Abstract

Historically, the United States has had a very conflicted relationship with poor immigrants. This conflictive relationship occurs because migrants have historically been necessary for the US economy but also rejected, and the United States has created the necessary mechanisms to convert them into a disposable workforce, with unquantifiable social costs. The Deportation Machine, by Adam Goodman, examines and confirms this failed relationship from a historical, political, and ideological perspective. In the book, Goodman discusses immigrants’ criminalization and the role xenophobia and racism have played in defining those who do not ‘deserve’ to be in the United States. In addition, Goodman seeks to establish how such racist ideologies are used to motivate self-deportations by instilling fear in immigrant communities. As a result, the author concludes, the number of ‘voluntary’ deportations is significantly higher than the official data suggest. In fact, it is almost impossible to assess. For Goodman, an appropriate definition of deportation should include all expulsion mechanisms, including self-deportations and voluntary departures.
Chapter 1 describes the different mechanisms and ideological factors that facilitated the creation of the deportation machine in the United States. Chapter 2 presents the operation of these mechanisms from a historical, political, and ideological perspective, while Chapter 3 makes a valuable contribution to understanding the deportation business’s human costs, which, due to deportation’s informal nature, remain unknown. Chapter 4 addresses events in which immigrants fought for their rights and challenged the deportation machinery, with the final chapter analyzing how these racist and xenophobic narratives that criminalize immigrants continue in current times and transcend US borders. As an example of how such narratives permeate other territories, Goodman points to Mexico’s efforts to stop, remove, and control poor Central Americans fleeing poverty and violence.
Goodman’s exposition of self-deportations and voluntary returns as non-legal, non-institutionalized or untraced forms of deportation is very insightful, particularly when he discusses the unmeasurable impacts of such acts on individuals, families, and communities. For Goodman, self-deportations and voluntary returns are the result of both formal and informal enforcement tactics, such as fear, rumors, and stories circulating in neighborhoods and communities, which lead to the constant terrorization of immigrants and, thus, their forced departure. Through interviews, reports, and data, he shows how these subtle tactics play a fundamental role in creating and establishing unofficial mechanisms of removal. As an example of informal enforcement tactics’ impacts, Goodman recounts how between the Great Depression and ‘Operation Wetback,’ thousands of Mexicans ‘voluntarily’ left the United States. As Goodman states, “the voluntary departures account for 85 percent of the nearly 57 million total expulsions during the last 125 years” (p. 208). In reality, however, these voluntary departures were the result of covert actions by the US government, rather than a consequence of immigrants’ autonomous decisions. Goodman affirms that Mexican migrants’ voluntary departure was facilitated by their criminalization and demonization, as well as the fear that arose in their communities.

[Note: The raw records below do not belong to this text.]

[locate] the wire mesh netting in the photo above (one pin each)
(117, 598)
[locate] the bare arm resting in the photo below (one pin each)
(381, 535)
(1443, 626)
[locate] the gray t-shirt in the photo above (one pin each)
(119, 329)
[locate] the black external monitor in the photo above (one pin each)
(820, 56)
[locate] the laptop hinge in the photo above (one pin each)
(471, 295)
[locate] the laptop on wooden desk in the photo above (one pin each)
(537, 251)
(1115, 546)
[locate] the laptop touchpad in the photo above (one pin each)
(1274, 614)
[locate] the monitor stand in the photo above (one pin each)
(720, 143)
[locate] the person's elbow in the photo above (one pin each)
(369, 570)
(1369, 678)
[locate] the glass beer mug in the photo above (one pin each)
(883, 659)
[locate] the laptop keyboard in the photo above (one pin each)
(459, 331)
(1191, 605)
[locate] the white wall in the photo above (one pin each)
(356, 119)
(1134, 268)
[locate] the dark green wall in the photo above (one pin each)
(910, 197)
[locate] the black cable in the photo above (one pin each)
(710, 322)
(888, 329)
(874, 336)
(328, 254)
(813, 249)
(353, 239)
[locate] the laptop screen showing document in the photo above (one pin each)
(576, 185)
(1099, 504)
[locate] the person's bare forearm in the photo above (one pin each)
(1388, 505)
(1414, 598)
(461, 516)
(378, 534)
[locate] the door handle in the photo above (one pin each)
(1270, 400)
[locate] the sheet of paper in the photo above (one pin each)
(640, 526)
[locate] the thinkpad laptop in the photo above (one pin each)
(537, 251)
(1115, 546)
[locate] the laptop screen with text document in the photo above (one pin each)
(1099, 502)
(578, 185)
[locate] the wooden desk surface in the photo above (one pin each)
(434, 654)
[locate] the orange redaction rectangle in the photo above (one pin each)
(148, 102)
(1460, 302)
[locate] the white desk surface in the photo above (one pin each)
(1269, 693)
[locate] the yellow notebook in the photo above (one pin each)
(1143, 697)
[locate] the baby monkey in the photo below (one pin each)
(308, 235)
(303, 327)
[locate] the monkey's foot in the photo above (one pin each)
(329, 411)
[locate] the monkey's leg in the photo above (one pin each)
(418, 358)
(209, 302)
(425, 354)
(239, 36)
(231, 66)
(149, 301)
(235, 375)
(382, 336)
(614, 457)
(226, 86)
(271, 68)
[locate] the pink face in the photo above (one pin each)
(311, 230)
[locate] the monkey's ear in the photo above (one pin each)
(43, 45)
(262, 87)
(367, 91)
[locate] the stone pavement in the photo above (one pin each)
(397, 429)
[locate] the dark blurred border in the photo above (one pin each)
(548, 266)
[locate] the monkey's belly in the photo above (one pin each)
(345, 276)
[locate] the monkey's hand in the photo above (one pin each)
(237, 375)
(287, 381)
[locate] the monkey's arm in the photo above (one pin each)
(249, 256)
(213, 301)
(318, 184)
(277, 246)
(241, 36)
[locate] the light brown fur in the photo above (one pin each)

In this book, it is particularly striking how Goodman emphasizes both the financial and emotional costs of deportation. Because of how removals are enforced, the full emotional and financial consequences cannot properly be assessed and will continue to be unmeasured. A particularly impactful finding is that in every chapter of the book, Goodman highlights how regardless of the removal method used (boats, trains, buses, or planes) or form of removal (formal deportation, self-deportation, or voluntary removal), the process of leaving the United States is traumatic for immigrants. The origin of financial, physical, and mental hardship in the deportation process is not accidental but, instead, constructed through the immigration system’s design. As Goodman’s book illustrates, punishment was a frequent experience during deportation, to the extent that punishing migrants became the goal of removal. Thus, the ‘deportation machine’ serves to teach migrants a lesson to discourage them and their communities from migrating to the United States. Such a perspective helps us frame and understand recent immigration trends and how governments around the world deal with perceived undesirable and poor immigrants within their territories.
Particularly surprising is the chapter, “The Human Costs of the Business of Deportation.” In it, Goodman demonstrates that there are frequently questionable collaborations between private companies and government agencies, which also include the alliance and complicity of foreign governments that have helped shape US migratory enforcement practices. Future research could fruitfully delve into more details on the role of foreign governments receiving deportees. Goodman makes clear that the migration process not only is traumatic but also sometimes happens with the complicity of governments and their institutions.
This book’s broad historical, political, and ideological perspective will be significant for academic research, political debates, and international migration advocates. Goodman’s more comprehensive definition of deportation, which includes voluntary departures, is essential to understanding how the deportation machine functions. Although this book focuses on the deportation machinery in the United States, it serves to understand international migration more broadly, mainly because it shows how the criminalization and demonization of poor immigrants is not only a US phenomenon but also a global trend that helps remove and control poor immigrants.